The Greeks


Most games contain an element of chance or luck. Long before our time, long before Staunton, Ruy Lopez, Shannon and Kasparov, long before the scientific revolution that dragged Europe out of the dark ages, there lived wo/men whose ideas and discoveries marked the very beginnings of Chess as we know it today. It was left to the Greeks to develop a game that required skill and reason.

The ancient Greeks and Italians nurtured two of the greatest flowerings in the history of mankind. The Athenian Golden Age was populated by Phidias, Aeschylus, Sophocles, Euripides, Socrates, Plato, Aristotle and many of the Greek tragicans, who were reflected in the Italian Golden Age of Michelangelo, Leonardo, Machiavelli and Raphael some twenty centuries later. 

The Greeks who migrated from their homeland to the coastline of Asia Minor in about 1800 BC were different to their contemporaries in Egypt and Babylon.
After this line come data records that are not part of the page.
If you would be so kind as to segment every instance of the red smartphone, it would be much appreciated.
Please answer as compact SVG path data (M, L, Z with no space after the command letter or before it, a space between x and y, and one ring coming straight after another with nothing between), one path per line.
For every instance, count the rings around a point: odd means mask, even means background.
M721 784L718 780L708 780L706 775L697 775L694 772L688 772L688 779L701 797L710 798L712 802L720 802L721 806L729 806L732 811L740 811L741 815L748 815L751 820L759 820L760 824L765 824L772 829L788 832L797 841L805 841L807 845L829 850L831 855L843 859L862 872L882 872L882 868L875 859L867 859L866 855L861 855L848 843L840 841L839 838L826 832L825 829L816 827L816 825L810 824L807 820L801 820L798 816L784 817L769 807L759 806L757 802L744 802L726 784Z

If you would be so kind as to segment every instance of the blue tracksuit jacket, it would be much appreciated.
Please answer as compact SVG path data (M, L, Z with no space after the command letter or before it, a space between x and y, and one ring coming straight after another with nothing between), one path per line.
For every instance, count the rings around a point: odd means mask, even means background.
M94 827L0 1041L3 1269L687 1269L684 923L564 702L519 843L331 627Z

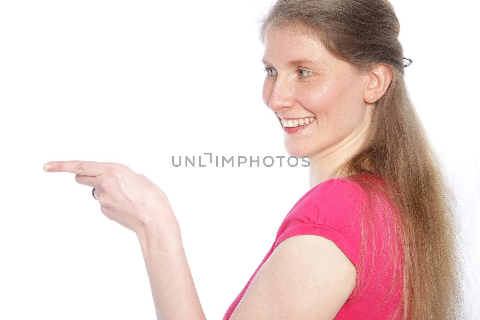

They were tough, practical and, most importantly, democratic. Without dogma to retard their development, they began to play Petteia, which was first mentioned by Cratinus in the 5th century BC and by Plato in ‘The Republic’, who described it as a game requiring skill and long training.

Petteia was a board game requiring pure reason and played without dice. Greece has produced many great minds - Erasosthenes of Cyrene (276-196 BC) who would later be called a Renaissance Man. His interests included history, astronomy, geography, philosophy, mathematics and poetry and was colloquially known as b (Beta), as he was considered to be the second best in the world at everything.

A friend of the great Archimedes, he achieved far more than could be dealt with here, but among his greater achievements was a map with 675 stars, a value for the angle of the Earth’s axis to the plane of the Sun’s apparent motion in the sky, a map of the British Islands, Ireland and much more.